B Blengi docs

Operate

Observability

Production telemetry runs on three legs: Sentry for errors, OpenTelemetry traces for the hot path, Horizon for queue health. The admin Site Health pill (see Site health & failed jobs) summarizes them at a glance.

Sentry

Set SENTRY_DSN and unhandled exceptions across the app flow into Sentry with stack traces, request context, and user/workspace metadata. The breadcrumb trail captures the last 100 log lines for every error. Integrated via sentry-laravel.

Useful filters in Sentry:

  • Tag workspace_id to scope errors to a tenant.
  • Tag agent_id when the error originates in a widget request.
  • Release tags match deploy commit SHA β€” easy to bisect when a regression appears.

OpenTelemetry traces

The OTEL exporter ships traces to OTEL_EXPORTER_OTLP_ENDPOINT β€” typically Honeycomb or Grafana Cloud Tempo. Spans wrap the hot path:

  • widget.message.receive β€” incoming HTTP, validation, JWT verify.
  • rag.curated.match β€” short-circuit check.
  • rag.embed β€” query embedding call.
  • rag.vector.search β€” ANN search.
  • rag.rerank β€” cross-encoder.
  • rag.prompt.assemble β€” local CPU work.
  • rag.llm.first_token β€” time-to-first-token (the headline metric).
  • rag.llm.stream β€” full stream duration.
  • rag.persist.async β€” post-stream save.

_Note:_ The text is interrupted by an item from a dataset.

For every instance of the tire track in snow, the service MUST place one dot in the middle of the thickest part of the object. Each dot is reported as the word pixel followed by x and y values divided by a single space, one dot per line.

Each span is tagged with workspace_id, agent_id, conversation_id, provider (cloudflare / openai), and any cache-hit flags. The big one is p95 of rag.llm.first_token β€” that's your hot-path SLO.

Horizon

/horizon is the queue dashboard. Required for production β€” without it, you're blind to backlogs. Watch:

  • Wait time β€” how long jobs sit before being picked up. Healthy is < 1s; investigate > 10s.
  • Throughput β€” jobs/min by queue.
  • Failed jobs β€” anything that lands in failed_jobs shows here too.

Queues to monitor:

QueueWhat's on it
defaultMisc: usage events, gap detection, audit logs, webhook deliveries.
crawlCrawlSourceJob, CrawlPageJob, IngestNotionPageJob, IngestGoogleDocJob. Tends to be the longest queue depth.
indexIndexDocumentJob, IndexTextSourceJob. Embedding-heavy.

Logs

Standard Laravel logging. Default channels:

  • stdout β€” captured by Laravel Cloud / Docker.
  • sentry β€” error level and above.
  • slack β€” critical level, posts to ops channel.

Tail logs locally with php artisan pail.

Health endpoint

GET /up is the readiness probe β€” returns 200 with a small JSON body if the app boots. Use it for load balancer health checks. For deeper checks, App\Support\PlatformAdminHeader runs the multi-step health check and exposes the result via the Inertia shared prop on every admin page.

Metrics to watch

The handful of metrics that matter most:

  • p95 first-token latency β€” < 1s.
  • p95 full-response latency β€” < 5s for short answers.
  • Crawl queue depth β€” should drain within minutes.
  • Index queue depth β€” should drain within minutes.
  • Failed-jobs count β€” 0 in steady state. Anything > 50 is alarm-worthy.
  • LLM provider error rate β€” < 1% of streams.
  • Vector store query latency β€” p95 < 100ms.

Alerts

Recommended PagerDuty / Slack alerts:

  • Sentry β€” new release-blocking error.
  • Honeycomb β€” first-token p95 > 1.5s for 5 minutes.
  • Horizon β€” failed-jobs delta > 10 in 5 minutes.
  • Stripe webhook β€” > 5 consecutive verification failures (signing key mismatch).
  • Reverb β€” process down.

Site Health pill

The header pill in the admin panel is a quick visual check that everything is configured. Green is the steady state; if it goes amber, the dropdown tells you exactly which check failed and links to the settings page to fix it. See Site health & failed jobs.